Initiative's opponents

But now the initiative's opponents are beginning to organize as well and are challenging both the premises of the measure itself as well as the means of measuring public opinion about it.

"Now that Unz has filed his signatures, the media and public are going to take a far closer look at what he is doing and you will see the tide turn," says Jaime Zapata, associate director for legislation at the National Association for Bilingual Education.

Those against the initiative, which include the California Teachers Association, the National Association of Latino Elected Officials (NALEO), and the Mexican American Legal Defense and Education Fund, hold that immersing LEP children in English for one year will not be enough to allow them to successfully continue school.

"These kids will fall further and further behind year after year," says Mr. Zapata. He says there is no evidence that children can become proficient in English in such a short time, he adds: "Those children in all other classes who are fully qualified in English will suffer as well."

Despite the early appearance of voter approval in some polls for the initiative, several observers warn it is too early to gauge public opinion.

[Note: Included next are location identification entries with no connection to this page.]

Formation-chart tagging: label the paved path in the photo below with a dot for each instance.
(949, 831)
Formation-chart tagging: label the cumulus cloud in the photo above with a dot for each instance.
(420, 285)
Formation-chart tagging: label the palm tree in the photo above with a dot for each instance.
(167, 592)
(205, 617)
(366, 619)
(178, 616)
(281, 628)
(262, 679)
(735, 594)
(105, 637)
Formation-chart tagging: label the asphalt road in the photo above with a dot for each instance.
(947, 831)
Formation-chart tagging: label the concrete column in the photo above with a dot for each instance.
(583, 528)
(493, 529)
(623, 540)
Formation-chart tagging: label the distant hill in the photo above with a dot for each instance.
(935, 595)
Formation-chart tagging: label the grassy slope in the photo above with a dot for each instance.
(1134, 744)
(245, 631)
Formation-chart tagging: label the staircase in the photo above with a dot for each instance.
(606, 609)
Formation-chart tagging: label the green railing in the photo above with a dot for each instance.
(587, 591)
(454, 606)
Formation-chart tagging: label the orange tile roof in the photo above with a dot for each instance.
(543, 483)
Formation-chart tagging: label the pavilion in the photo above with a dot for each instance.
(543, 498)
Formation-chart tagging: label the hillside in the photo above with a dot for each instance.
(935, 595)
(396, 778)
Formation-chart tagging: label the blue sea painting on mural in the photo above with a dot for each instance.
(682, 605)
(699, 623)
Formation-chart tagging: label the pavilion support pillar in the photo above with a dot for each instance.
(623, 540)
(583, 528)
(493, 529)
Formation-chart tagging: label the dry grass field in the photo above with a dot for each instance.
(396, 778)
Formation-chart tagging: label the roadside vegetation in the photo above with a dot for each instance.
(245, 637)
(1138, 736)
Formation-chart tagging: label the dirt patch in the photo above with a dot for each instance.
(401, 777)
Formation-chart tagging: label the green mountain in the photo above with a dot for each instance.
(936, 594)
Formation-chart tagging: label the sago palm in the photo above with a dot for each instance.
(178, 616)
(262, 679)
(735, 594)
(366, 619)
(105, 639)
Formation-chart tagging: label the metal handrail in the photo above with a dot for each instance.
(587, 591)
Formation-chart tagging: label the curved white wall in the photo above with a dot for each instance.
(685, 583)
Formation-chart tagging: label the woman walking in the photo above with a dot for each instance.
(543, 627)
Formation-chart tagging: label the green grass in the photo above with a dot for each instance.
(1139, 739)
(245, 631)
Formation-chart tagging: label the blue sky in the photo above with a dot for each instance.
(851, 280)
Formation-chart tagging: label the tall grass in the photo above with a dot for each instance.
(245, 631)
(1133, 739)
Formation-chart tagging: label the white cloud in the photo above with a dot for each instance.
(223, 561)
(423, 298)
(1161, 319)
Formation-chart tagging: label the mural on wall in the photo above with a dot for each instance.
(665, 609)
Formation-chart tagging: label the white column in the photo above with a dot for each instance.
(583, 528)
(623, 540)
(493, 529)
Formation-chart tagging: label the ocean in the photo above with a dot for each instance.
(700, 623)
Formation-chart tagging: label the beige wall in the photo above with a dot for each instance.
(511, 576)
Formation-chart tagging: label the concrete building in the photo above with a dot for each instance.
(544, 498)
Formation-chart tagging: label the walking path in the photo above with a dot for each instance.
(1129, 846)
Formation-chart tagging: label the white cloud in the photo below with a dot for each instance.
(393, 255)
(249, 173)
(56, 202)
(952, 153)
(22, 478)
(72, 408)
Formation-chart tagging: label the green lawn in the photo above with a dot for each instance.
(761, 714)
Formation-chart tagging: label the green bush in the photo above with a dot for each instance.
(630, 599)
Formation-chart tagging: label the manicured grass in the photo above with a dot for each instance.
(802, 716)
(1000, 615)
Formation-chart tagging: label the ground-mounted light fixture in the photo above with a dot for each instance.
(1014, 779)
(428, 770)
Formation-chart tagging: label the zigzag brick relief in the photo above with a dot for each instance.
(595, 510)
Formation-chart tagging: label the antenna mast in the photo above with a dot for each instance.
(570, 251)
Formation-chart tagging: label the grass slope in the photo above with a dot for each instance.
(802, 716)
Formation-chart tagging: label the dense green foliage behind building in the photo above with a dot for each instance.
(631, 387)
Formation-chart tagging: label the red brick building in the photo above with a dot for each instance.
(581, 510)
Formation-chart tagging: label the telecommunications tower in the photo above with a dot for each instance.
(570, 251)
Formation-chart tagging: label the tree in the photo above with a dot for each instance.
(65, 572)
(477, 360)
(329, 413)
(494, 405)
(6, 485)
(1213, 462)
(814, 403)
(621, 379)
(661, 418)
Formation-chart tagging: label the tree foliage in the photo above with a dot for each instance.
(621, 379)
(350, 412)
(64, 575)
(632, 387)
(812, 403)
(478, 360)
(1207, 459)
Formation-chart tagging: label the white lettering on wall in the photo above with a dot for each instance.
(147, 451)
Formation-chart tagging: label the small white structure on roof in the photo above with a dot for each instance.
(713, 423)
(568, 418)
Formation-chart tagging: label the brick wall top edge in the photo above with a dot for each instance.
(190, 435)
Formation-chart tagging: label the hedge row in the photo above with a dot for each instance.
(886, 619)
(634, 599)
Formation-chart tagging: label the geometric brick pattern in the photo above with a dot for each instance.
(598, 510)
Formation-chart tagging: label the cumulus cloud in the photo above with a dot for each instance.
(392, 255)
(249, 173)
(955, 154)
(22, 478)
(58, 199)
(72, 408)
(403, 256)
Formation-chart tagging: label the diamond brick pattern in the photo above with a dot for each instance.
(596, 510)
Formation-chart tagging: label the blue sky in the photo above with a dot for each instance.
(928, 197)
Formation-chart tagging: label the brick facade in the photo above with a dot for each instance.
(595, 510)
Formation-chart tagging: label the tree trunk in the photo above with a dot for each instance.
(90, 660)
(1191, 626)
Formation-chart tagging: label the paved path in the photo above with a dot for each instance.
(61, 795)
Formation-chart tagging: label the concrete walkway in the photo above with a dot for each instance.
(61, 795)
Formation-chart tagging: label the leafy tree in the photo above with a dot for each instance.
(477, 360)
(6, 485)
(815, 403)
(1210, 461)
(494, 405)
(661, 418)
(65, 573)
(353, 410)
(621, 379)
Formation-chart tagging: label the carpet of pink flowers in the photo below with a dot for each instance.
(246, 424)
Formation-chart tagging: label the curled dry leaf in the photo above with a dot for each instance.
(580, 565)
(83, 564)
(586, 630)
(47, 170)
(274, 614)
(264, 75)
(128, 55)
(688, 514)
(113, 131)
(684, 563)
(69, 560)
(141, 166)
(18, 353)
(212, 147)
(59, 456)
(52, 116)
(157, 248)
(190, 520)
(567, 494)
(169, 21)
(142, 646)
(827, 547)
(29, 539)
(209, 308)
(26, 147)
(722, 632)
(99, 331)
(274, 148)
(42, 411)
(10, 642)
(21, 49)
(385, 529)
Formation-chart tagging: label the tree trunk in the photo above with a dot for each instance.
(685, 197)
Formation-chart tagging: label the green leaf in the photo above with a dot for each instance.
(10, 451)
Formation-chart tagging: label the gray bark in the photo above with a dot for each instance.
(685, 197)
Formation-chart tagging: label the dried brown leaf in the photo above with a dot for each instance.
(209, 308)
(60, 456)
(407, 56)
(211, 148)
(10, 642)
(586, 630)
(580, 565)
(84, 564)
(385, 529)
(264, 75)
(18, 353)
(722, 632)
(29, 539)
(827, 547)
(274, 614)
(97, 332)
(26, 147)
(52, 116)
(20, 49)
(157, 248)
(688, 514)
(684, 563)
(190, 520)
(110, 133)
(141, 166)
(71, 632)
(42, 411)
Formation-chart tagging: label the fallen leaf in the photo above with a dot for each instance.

Another L.A. Times poll in Ventura County found Latinos slightly in favor of bilingual education.

And a November exit poll of Hispanic voters across California conducted by the Southwest Voter Registration Education Project found 57.6 percent against ending bilingual education.

Like last year's Prop. 209, in which pollsters got diametrically opposite findings depending on whether the term "affirmative action" or "racial preferences" was used, public sentiment about the bilingual issue is heavily reliant on how the issue is framed.

"The initiative writers are very careful not to use the words 'bilingual education,' says Los Angeles Times pollster Susan Pinkus. She notes that another volatile issue for Latino voters, Prop. 187 was heavily supported by Latinos, 52 percent to 42 percent two months before the vote. But 77 percent of Latinos voted against it.

"I don't believe the Latino community is of one mind about this," says Pinkus. "If the pro-bilingual forces push all the right buttons, they could easily turn this thing in their favor."